## Alice and Bob’s card game

Posted by Chris on July 3, 2014 – 8:35 am

Two perfect logicians, Alice and Bob, play a game with 2n blank cards. The cards are numbered with random positive integers and laid out in a row. Alice goes first. She takes a card from either end of the row. The value of that card is added to her score. Bob then takes a card from either end of the remaining row and adds its value to his score. This continues until all the cards have been taken.

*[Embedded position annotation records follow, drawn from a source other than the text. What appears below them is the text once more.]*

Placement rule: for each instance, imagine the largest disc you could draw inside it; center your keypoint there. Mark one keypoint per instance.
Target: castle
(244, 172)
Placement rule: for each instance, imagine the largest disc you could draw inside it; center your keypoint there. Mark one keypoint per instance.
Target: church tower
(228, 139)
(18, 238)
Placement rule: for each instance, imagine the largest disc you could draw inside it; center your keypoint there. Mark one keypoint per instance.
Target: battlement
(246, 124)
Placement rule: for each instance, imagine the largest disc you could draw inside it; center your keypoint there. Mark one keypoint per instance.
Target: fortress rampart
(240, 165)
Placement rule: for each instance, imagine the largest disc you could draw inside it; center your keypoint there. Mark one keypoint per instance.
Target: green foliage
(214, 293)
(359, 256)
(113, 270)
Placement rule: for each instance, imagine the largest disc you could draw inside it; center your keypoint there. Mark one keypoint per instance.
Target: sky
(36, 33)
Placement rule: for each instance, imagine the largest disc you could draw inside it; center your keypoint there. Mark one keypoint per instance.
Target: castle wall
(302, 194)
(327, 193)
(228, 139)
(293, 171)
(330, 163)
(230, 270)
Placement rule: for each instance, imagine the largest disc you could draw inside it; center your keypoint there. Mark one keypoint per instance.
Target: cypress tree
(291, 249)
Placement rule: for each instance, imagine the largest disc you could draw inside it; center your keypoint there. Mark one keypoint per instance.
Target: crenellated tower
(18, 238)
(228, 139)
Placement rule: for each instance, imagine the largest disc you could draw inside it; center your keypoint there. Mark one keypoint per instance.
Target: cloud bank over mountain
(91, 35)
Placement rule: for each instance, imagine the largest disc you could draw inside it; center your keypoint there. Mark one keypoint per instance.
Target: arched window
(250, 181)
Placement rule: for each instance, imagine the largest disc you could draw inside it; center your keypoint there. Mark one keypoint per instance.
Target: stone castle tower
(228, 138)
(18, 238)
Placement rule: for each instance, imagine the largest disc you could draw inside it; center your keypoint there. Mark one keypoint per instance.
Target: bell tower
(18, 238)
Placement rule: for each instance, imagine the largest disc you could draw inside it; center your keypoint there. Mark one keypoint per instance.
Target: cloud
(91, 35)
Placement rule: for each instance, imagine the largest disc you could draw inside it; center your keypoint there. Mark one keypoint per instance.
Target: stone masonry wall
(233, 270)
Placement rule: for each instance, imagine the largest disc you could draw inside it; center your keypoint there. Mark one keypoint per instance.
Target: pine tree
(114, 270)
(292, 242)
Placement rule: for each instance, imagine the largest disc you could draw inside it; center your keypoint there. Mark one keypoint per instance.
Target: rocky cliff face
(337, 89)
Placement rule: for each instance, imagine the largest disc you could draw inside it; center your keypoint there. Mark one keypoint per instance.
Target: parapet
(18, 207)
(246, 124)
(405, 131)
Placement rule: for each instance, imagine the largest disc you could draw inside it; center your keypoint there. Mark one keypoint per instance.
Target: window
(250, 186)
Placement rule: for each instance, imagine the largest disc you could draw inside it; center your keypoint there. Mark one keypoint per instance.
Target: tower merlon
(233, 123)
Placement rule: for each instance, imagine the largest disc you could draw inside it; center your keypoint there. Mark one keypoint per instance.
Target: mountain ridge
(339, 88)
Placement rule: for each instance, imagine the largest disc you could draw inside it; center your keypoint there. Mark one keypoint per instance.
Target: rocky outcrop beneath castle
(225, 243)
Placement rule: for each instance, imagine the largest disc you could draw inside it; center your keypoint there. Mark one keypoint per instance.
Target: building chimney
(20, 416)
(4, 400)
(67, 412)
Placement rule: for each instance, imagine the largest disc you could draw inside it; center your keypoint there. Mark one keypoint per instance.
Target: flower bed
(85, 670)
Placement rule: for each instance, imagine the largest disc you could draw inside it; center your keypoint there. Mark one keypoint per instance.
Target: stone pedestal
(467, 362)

Show that Alice can always match or beat Bob’s score.

July 4th, 2014 at 3:46 am

Just a quick question Chris, can they see the value on the cards….? I am assuming they can, or I am going back to the drawing board!

July 4th, 2014 at 3:50 am

There is no hope to talk about strategies if the players don’t see the cards and take them randomly They should definitely have them faced up…

July 4th, 2014 at 6:26 am

I confirm Slavy’s reply – all the numbers are showing.

July 4th, 2014 at 5:16 pm

This problem took me almost an hour, which was quite embarrassing given my education and being a keen chess player Good job, Chris! Bad job, me!

July 5th, 2014 at 8:44 pm

Only an hour. I still haven’t cracked it. Your chess clue fills me with panic. I now suspect that there is no simple strategy and that the entire set of cards has to be considered.

This was a British Maths Olympiad, round 1 question.

July 6th, 2014 at 3:25 am

Yes Chris, you need to consider the entire set of cards. Induction doesn’t work (or at least I failed there). The “chess clue” is more about the board itself than the pieces.

July 8th, 2014 at 2:57 am

Hint: there are two disjoint sets of n elements that Alice could take completely if she wants. She counts the points in each of them and chooses the bigger one. Which are the sets?

July 8th, 2014 at 1:05 pm

And here is a second question: what if there are 2n+1 cards ? What condition ensures that Alice has at least as much as Bob ?

July 12th, 2014 at 6:32 am

OK. I assume the problem got cold already, so let me sketch a proof. Let’s number the cards in order from 1 to 2n. We consider the sets O and E – the first one consists of the cards with odd numbers, while the second one is its compliment and consists of the cards with even numbers. One can even think of the O cards being painted white, while the E cards being painted black. Before start, Alice computes the value of both the sets and chooses to play with the better one. Let’s assume it’s O. At first step she takes card 1. Bob’s both options are even numbers now (2 or 2n) so he takes one of them. This again opens an O card for Alice and so on…

Zorglub’s question is much harder to crack. Of course, one can come up with some very restrictive conditions that are sufficient but very far away from necessary, so I won’t discuss it, yet. The funny part is that although Alice takes a card more, I’m not sure that her position is stronger than Bob’s. For example if both the end cards are of low value and cannot compensate the difference between the values of the corresponding sets O and E of the remaining 2n cards – then Bob is winning…

July 12th, 2014 at 7:23 am

Hi Slavy. I had given up. I should have said so. I love your answer. I now suspect that Zorglub might have known that solution.

July 12th, 2014 at 2:58 pm

Great solution Slavy, once I got that your O and E sets referred to the positions of the cards in the row and not their values.

With 2n+1 cards, after Alice takes the first card Bob is now in the situation that Alice was with 2n cards. If he can find a winning margin between the values in the O and E sets that is greater than the value of the card that Alice took then victory is his for the taking. Alice can only win if her first card has a value greater than the difference between the remaining O and E cards and she then sticks to either O or E throughout the game.

July 12th, 2014 at 5:25 pm

Sorry for that, Wiz! I could have expressed the idea clearer (especially true when using a digit for a set name – O). The odd number case is much trickier, because Bob has the power to chose the O or E set at every step! So even if at the beginning Alice has the opportunity to take the “right” card so that Bob doesn’t immediately win, we has the power to switch from O to E (and vice versa) whenever he likes! So, as I said, amazingly enough, being allowed to take a card less and to play after your opponent, puts you in a much stronger position than to be second again but in a “fair card-picking” game!

July 15th, 2014 at 1:50 pm

When I wrote the 2n+1 generalization, I had the same solution as proposed by Wiz in post 11. Once that Alice picks her first card, Bob has a 2n problem and I assumed that he either picked the O or the E of the remaining cards. That is not an unreasonable assumption, because Bob’s outcome will be Max(O,E). If Bob does not respect his strategy, he might end up with less than that.